Legend has it that the number of the elders of Mount Athos never varies: if one dies, another takes his place and there are 12 of them again. The monks are all about the same age, yet not too old.
It is possible to meet an invisible monk in any part of the Athos peninsula. According to the testimonies of those who have seen them, the invisible elders disappear as suddenly as they appear. It is said that they do not need anything material at all feeding only on prayer instead of natural and physical needs.
It is believed that the existence of the invisible elders was revealed by the spiritual father of one of them. His name, however, remains unknown.
The opinions of the monks and pilgrims of the Holy Mountain regarding the existence of invisible ascetics are divided. Some are convinced that the belief is just a beautiful fairy tale. Others prefer to avoid the subject, making it clear that it does not need to be discussed.
One of the Testimonies of the Mount Athos Elders apparition
The Athonite Elders (Το Γεροντικό του Αγίου Όρους) book by the Blessed Venerable Father Andreas Theophilopoulos tells the story of a Lebanese Christian who arrived as a pilgrim in the Holy Mountain in the late 1970s. Making a stop at one of the places he planned to visit, the skete of St. Anne, the man asked the skete governor, Elder Cyril, which way to take in order to get to the top of the Holy Mountain. After receiving an answer, the pilgrim set out on his journey.
The next morning, before leaving the skete, the Lebanese asked Cyril who the monks he had met on his journey the previous day were. Overcoming linguistic difficulties, the pilgrim told the elder his story.
As he was descending Mount Athos, he met two monks who were drawing water. They invited the pilgrim to their cell and treated him to some figs. When the pilgrim looked around, he noticed that there were about 10 elders, all leaning on sticks, with prayer beads in their hands.

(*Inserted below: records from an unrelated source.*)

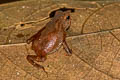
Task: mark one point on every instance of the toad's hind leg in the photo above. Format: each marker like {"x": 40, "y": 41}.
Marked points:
{"x": 32, "y": 58}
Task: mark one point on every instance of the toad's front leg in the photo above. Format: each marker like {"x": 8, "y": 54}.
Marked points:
{"x": 32, "y": 58}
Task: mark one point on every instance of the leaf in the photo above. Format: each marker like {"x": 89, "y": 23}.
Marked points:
{"x": 95, "y": 51}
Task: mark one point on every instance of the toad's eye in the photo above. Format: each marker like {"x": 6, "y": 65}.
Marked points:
{"x": 68, "y": 17}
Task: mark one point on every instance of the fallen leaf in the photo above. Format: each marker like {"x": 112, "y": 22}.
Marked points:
{"x": 93, "y": 37}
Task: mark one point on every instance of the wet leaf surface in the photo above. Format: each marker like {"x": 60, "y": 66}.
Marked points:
{"x": 93, "y": 37}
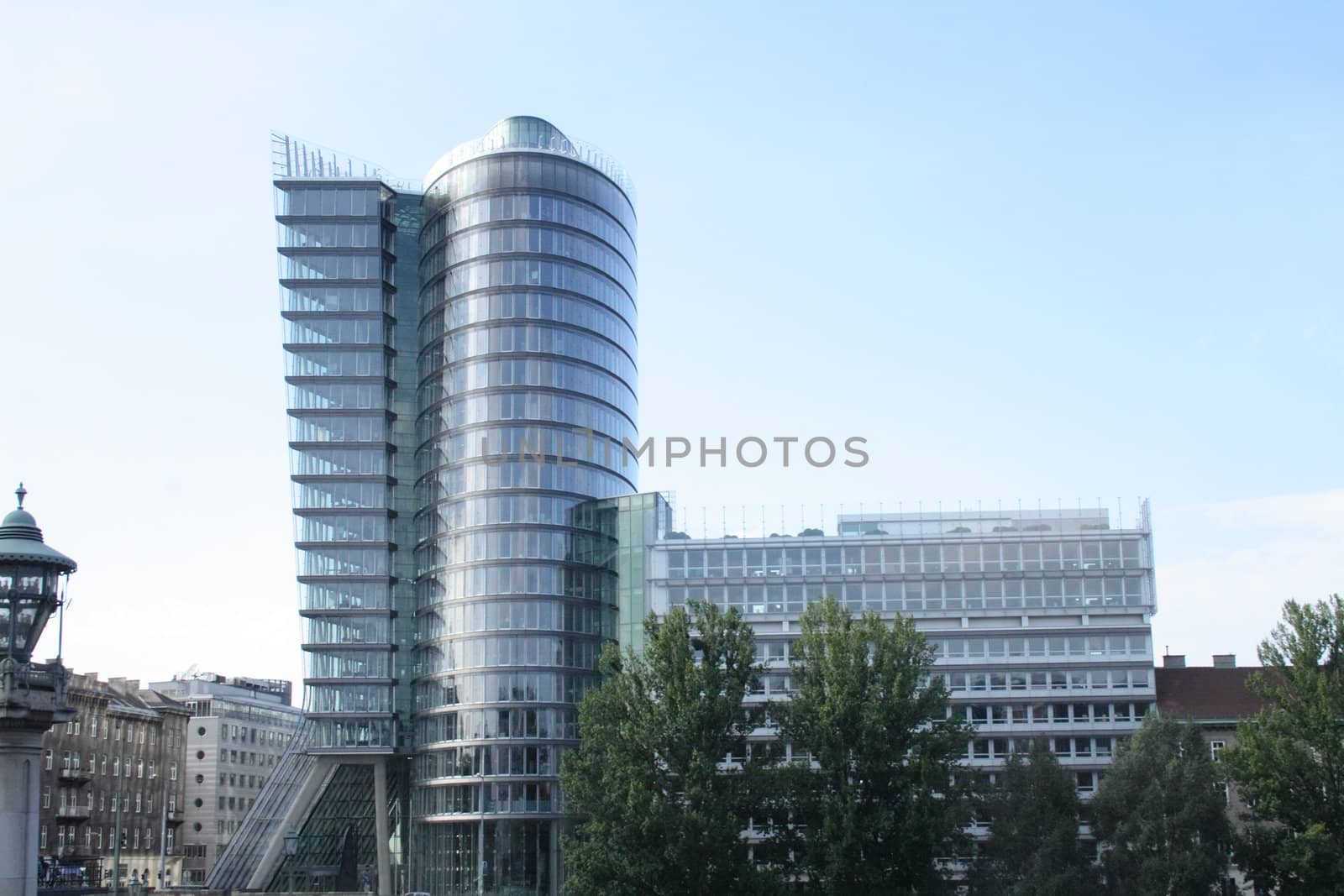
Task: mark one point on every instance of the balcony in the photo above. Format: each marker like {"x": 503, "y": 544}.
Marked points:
{"x": 77, "y": 775}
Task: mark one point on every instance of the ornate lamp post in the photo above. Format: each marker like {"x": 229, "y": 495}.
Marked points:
{"x": 33, "y": 694}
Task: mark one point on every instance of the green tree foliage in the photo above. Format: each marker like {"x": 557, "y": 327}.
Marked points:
{"x": 662, "y": 819}
{"x": 1162, "y": 812}
{"x": 887, "y": 799}
{"x": 1289, "y": 759}
{"x": 1034, "y": 846}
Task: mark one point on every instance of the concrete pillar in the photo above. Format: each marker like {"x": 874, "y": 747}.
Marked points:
{"x": 381, "y": 828}
{"x": 20, "y": 773}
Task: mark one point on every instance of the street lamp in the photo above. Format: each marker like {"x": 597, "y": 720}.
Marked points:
{"x": 291, "y": 851}
{"x": 33, "y": 696}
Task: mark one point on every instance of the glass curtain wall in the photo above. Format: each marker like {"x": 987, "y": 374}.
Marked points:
{"x": 338, "y": 288}
{"x": 528, "y": 333}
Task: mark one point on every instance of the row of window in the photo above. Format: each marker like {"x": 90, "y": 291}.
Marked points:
{"x": 531, "y": 273}
{"x": 539, "y": 372}
{"x": 488, "y": 725}
{"x": 349, "y": 734}
{"x": 344, "y": 595}
{"x": 542, "y": 338}
{"x": 252, "y": 782}
{"x": 1021, "y": 680}
{"x": 531, "y": 172}
{"x": 339, "y": 461}
{"x": 318, "y": 396}
{"x": 490, "y": 476}
{"x": 71, "y": 761}
{"x": 336, "y": 300}
{"x": 894, "y": 595}
{"x": 326, "y": 235}
{"x": 1095, "y": 645}
{"x": 494, "y": 510}
{"x": 1026, "y": 714}
{"x": 521, "y": 238}
{"x": 496, "y": 616}
{"x": 514, "y": 578}
{"x": 360, "y": 527}
{"x": 338, "y": 363}
{"x": 477, "y": 308}
{"x": 338, "y": 427}
{"x": 465, "y": 762}
{"x": 535, "y": 544}
{"x": 534, "y": 443}
{"x": 113, "y": 728}
{"x": 336, "y": 268}
{"x": 347, "y": 664}
{"x": 252, "y": 735}
{"x": 853, "y": 559}
{"x": 340, "y": 495}
{"x": 1048, "y": 680}
{"x": 564, "y": 412}
{"x": 138, "y": 802}
{"x": 495, "y": 799}
{"x": 501, "y": 687}
{"x": 235, "y": 804}
{"x": 508, "y": 651}
{"x": 561, "y": 210}
{"x": 343, "y": 562}
{"x": 328, "y": 201}
{"x": 375, "y": 629}
{"x": 349, "y": 698}
{"x": 67, "y": 837}
{"x": 329, "y": 329}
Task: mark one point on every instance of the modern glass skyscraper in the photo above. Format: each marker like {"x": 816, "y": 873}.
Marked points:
{"x": 443, "y": 344}
{"x": 528, "y": 332}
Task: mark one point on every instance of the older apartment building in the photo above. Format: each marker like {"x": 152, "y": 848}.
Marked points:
{"x": 112, "y": 786}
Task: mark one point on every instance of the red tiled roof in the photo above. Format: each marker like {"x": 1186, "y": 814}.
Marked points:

The elders told the Lebanese that they had been living in this place for a long time, and that their main job was to pray for the whole world.
After listening to the pilgrim with surprise, the elder Cyril told him that there had never been a cell in the area he had mentioned, and no monks dwelled there. This means that the Lebanese man met saints, who are shown only to those whose hearts are pure and faithful.
The Lebanese man was unspeakably happy about this encounter, and the elder Cyril was grateful to God for revealing to him the holy monks through this pilgrim.